14. The method of claim 10, wherein applying the search query to the search index to identify a particular web page to which the browser application has been navigated comprises:
determining an entity object type from the search index based on the search query, the entity object type comprising an image; and
wherein presenting the first uniform resource identifier of the particular web page within the UI of the browser application comprises:
retrieving the image from a second uniform resource identifier associated with the image; and
presenting the image proximate to the first uniform resource identifier within the UI of the browser application.
15. The method of claim 10, further comprising:
determining a time constraint from the search query,
wherein applying the search query to the search index to identify a particular web page to which the browser application has been navigated comprises:
determining at least one web page from the search index that was navigated to in accordance with the time constraint.
16. The method of claim 10, wherein the search index is maintained in a memory allocated for the browser application.

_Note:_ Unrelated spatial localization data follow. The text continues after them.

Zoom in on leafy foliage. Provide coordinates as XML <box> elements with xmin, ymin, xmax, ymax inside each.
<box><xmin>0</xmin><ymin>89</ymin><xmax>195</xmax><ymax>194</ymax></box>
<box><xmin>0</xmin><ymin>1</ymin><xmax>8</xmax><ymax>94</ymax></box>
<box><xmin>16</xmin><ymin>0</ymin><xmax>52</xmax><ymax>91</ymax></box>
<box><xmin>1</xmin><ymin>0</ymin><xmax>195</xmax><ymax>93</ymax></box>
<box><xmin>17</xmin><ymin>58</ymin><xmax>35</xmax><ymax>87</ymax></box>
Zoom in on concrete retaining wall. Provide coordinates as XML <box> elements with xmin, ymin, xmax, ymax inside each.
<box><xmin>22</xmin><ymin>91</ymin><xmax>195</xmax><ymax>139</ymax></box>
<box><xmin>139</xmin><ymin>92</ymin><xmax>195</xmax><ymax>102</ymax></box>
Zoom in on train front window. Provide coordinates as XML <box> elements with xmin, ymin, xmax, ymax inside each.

17. The method of claim 10, wherein generating the search index comprises:
processing the textual features in accordance with natural language processing techniques;
generating processed textual features based on said processing; and
generating the search index based on the processed textual features.
18. The method of claim 10, wherein applying the search query to the search index to identify a particular web page to which the browser application has been navigated comprises:
determining that a measure of semantic similarity between a search term of the search query and at least one textual feature of the textual features of the search index is within a predetermined threshold; and
identifying at least one web page to which the browser application has been navigated based on said determining.
19. A computer-readable storage medium having program instructions recorded thereon that, when executed by a processor of a computing device, perform a method implemented by a browser application, the method comprising:
for each web page to which the browser application is navigated:
extracting textual features and entity object types from a representation of a document object model associated with the web page;
generating a search index based on the textual features and the entity object types;
receiving a search query via a user interface (UI) of the browser application;
applying the search query to the search index to identify a particular web page to which the browser application has been navigated; and
presenting a first uniform resource identifier of the particular web page within the UI of the browser application.
20. The computer-readable storage medium of claim 19, wherein the textual features comprise at least one of:
a title associated with each web page;
a heading associated with each page; or
a metatag associated with each page.